18.33 By the way, did I dream the following change in the news heads on Morning Ireland: 7am -- “an estimated one in five people has stayed home from work due to the weather”; 8am -- “an estimated one in five workers...”?
Given the rates of unemployment and underemployment, the first one was tactless as well as arseways, wasn’t it?
We must see if we can find a name for the myth of the radicalism of the Labour party. (Answers on a tweet please.)
After Labour presented its Budget proposals today, here’s Roisin Shortall on Drivetime explaining that the party would cut 30,000 public-service jobs; that it accepts the bailout’s overall time-frame for spending cuts but would tinker with the details slightly; but that, with a glance over its shoulder at Sinn Fein and Left independents, it would introduce a new tax rate (a hardly rich-bleeding 48 per cent) for couples on more than €200,000.

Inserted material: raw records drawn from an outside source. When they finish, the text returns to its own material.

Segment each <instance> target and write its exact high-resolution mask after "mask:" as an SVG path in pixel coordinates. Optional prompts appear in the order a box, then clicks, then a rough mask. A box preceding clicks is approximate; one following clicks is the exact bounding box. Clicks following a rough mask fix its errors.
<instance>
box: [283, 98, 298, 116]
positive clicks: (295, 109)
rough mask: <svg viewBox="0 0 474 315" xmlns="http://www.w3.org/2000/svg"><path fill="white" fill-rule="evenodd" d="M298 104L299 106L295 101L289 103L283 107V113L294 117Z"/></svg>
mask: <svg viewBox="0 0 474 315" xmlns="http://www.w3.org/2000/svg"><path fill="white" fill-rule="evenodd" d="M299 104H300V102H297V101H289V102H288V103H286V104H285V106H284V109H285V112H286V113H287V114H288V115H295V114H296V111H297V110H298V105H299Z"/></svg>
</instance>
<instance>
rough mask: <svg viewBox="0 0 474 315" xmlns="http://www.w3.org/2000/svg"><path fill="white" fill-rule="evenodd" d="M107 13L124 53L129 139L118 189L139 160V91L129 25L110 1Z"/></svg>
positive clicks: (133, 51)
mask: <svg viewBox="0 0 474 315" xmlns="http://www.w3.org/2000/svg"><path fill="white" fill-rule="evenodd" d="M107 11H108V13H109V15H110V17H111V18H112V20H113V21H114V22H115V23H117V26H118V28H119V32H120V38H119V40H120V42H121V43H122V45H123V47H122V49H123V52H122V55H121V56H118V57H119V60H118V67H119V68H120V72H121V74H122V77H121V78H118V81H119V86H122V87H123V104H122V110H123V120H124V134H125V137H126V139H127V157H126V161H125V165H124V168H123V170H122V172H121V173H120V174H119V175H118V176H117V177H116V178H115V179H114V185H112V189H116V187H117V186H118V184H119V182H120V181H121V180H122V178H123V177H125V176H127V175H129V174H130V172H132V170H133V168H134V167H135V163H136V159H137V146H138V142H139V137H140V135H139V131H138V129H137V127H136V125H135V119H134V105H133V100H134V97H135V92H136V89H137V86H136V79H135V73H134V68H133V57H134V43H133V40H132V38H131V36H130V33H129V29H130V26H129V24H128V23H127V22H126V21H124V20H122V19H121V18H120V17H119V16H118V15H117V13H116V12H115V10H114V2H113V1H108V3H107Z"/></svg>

Leading Philip Boucher Hayes to pronounce with great “Aha!” in his voice -- “Doesn’t this show there are really big ideological differences” between Labour and Fine Gael? This is sure to be a theme for the weekend papers. I wonder what would constitute a small ideological difference if the above manages to be a big ‘un.
Sinn Fein’s economic policies, meanwhile, are “simply unbelievable”, Shortall said, ruling out coalition with any party other than the Blueshirts, despite the latter being evidently Labour’s sworn class enemies.